Neurológia pre prax 6/2014
Myasthenia gravis and woman: pregnancy, delivery, postpartum period and transient neonatal myasthenia
Myasthenia gravis (MG) is an autoimmune disorder of the neuromuscular junction. MG often affects women in the second and third decades of life, overlapping the childbearing years. Women with MG should not be discouraged from conceiving, however, they should discuss their plan for pregnancy with their neurologist and their gynecologist. Generally is accepted that MG females who wish to become pregnant should have their MG under good control, either in remission or in significantly improved and stable condition. MG can be well managed during pregnancy with safe and effective therapies. Anticholinesterase drugs are the mainstay of the treatment. When MG symptoms are not satisfactorily controlled, corticosteroids and azathioprine can be used.
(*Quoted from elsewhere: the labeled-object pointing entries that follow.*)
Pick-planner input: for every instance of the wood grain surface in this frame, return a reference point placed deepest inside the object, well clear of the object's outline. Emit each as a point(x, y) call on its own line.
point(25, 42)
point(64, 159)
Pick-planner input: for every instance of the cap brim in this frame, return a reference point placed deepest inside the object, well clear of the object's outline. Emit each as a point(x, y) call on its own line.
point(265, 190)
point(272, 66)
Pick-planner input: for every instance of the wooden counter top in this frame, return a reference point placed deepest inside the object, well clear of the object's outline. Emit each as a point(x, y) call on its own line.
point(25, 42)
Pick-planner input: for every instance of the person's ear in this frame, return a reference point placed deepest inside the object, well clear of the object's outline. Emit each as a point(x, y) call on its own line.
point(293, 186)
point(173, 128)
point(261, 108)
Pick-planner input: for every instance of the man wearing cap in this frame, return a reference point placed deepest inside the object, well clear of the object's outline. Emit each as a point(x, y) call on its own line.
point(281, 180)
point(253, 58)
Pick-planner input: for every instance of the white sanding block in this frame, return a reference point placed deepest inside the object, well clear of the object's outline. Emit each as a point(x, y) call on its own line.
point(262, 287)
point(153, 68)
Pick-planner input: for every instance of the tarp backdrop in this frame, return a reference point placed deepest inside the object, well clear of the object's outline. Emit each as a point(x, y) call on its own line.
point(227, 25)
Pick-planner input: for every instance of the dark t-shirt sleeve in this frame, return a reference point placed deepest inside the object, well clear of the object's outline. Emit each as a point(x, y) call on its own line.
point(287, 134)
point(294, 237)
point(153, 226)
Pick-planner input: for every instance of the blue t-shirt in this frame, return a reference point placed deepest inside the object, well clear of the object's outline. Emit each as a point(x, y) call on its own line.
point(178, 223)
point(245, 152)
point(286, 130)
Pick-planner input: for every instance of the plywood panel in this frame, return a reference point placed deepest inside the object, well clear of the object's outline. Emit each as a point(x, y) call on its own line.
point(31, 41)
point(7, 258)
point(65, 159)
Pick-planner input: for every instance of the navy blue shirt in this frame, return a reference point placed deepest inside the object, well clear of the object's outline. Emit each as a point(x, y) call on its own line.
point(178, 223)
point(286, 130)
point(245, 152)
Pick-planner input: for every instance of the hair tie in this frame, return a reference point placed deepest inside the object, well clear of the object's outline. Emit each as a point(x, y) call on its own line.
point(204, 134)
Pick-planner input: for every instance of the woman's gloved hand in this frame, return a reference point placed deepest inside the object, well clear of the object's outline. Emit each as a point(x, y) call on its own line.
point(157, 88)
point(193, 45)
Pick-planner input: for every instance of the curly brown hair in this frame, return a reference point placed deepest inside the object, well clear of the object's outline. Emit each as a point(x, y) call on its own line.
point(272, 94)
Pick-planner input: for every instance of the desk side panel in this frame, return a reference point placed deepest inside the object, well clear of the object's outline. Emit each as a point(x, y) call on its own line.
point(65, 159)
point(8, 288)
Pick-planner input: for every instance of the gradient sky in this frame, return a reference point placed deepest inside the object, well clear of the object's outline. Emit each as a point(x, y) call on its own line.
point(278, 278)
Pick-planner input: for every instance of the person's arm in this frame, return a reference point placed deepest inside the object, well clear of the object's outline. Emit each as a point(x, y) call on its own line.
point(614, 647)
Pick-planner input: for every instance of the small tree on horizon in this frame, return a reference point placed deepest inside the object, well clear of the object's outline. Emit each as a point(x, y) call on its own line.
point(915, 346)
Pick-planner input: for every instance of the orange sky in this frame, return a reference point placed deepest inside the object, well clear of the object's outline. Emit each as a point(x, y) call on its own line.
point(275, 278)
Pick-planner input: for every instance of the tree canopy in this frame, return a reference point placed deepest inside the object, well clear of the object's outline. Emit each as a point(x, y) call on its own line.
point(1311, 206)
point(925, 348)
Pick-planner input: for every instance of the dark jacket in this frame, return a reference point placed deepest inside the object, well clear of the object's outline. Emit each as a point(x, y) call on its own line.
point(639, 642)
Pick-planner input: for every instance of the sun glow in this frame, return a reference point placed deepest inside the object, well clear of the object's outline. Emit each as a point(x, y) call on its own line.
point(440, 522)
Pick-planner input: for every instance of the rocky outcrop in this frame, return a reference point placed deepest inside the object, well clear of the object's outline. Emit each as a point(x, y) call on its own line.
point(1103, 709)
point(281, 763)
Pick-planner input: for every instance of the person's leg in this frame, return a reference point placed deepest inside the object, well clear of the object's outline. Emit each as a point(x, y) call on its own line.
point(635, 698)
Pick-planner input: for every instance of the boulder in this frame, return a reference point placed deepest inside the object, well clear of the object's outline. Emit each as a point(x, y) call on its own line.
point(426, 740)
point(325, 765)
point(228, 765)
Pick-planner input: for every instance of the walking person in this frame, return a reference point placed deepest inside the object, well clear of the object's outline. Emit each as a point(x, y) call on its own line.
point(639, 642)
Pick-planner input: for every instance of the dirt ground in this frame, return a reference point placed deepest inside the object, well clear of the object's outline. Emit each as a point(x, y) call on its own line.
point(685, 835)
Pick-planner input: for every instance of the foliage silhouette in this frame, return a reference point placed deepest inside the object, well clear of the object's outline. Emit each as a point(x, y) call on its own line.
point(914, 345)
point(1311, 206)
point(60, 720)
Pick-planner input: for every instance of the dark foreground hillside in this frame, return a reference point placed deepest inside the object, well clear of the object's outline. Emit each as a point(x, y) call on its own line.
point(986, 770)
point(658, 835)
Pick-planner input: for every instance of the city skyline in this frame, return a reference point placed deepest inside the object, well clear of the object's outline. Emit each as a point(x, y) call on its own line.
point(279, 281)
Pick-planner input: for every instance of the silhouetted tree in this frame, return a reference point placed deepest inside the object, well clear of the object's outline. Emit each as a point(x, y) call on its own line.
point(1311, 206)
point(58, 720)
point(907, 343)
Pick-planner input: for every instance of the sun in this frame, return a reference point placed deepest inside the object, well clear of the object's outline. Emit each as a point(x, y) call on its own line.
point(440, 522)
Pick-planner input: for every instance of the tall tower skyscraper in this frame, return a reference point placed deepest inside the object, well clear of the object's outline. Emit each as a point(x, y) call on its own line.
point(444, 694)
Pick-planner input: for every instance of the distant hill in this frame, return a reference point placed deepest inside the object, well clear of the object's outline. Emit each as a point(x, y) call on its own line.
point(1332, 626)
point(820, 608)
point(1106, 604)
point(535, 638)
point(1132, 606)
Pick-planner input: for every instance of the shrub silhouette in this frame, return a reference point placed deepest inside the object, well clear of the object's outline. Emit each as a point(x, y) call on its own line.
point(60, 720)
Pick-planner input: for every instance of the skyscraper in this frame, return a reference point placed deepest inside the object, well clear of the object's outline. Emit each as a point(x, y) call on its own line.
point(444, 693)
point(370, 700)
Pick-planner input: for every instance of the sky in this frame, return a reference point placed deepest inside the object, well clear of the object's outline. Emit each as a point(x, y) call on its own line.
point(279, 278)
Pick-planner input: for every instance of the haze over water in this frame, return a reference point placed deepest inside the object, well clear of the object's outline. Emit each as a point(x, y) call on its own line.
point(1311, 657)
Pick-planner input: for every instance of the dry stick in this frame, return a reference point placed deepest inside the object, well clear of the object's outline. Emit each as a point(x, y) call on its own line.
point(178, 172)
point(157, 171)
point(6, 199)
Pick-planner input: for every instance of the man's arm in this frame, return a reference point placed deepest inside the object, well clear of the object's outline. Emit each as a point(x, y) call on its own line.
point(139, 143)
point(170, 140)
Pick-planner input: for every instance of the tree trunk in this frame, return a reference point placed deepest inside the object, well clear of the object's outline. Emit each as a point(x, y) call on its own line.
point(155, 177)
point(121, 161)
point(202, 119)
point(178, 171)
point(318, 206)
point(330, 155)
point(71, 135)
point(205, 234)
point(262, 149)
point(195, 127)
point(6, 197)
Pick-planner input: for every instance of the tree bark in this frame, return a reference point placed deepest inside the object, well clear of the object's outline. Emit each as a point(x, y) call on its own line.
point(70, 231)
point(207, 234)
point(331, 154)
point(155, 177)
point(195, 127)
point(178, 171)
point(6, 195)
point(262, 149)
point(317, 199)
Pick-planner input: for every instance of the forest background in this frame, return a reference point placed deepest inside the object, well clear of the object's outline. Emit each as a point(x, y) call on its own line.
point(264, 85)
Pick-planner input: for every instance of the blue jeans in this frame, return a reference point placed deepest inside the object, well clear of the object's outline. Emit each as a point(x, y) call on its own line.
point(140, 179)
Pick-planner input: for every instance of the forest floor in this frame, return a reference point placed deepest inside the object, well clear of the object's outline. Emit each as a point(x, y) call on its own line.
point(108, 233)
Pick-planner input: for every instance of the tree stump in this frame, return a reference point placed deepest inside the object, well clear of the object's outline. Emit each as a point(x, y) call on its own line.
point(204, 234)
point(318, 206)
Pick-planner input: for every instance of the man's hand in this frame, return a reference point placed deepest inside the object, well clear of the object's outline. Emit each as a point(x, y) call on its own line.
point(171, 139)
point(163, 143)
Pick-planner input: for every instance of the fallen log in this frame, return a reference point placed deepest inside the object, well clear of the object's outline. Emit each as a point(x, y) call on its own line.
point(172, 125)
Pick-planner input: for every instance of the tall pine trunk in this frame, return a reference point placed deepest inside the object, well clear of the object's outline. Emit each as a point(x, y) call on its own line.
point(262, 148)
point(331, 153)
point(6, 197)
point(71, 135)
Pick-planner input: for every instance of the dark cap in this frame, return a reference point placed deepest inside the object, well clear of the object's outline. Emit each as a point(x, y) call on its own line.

Regarding potential adverse effects on the fetus and newborn, pregnancy should be avoided in women treated with cyclophosphamide, mycophenolate mofetil, cyclosporin and methotrexat. MG exacerbations in pregnancy are not frequent and usually mild, they may occur especially in the first trimester. Great significance is attached to the mode of delivery since it is still widely accepted that patients with MG have to deliver per elective cesarean sections. In women being in long-term remission spontaneous vaginal delivery should be the aim. In the postpartum period MG symptoms may worsen and the increased risk of exacerbation is present mainly in cases where the disease is not stable before conception. All infants born to myasthenic mothers should be carefully observed for the presence of transient neonatal myasthenia which occurs in 4 to 12% of infants of mothers with MG. Infants of women with MG do have also an increased risk of developing arthrogryposis multiplex congenita. This is thought to be caused by maternal antibodies crossing the placenta and blocking the function of fetal isoform of acetylcholine receptor, leading to fetal paralysis. Successful management of women with MG during pregnancy, delivery and puerperium, including their infants, requires close cooperation between a neurologist, an obstetrician, a neonatologist and a well-informed patient.
Keywords: myasthenia gravis, women in childbearing years, pregnancy, delivery, postpartum period, transient neonatal myasthenia gravis, arthrogryposis multiplex congenital, multidisciplinary management.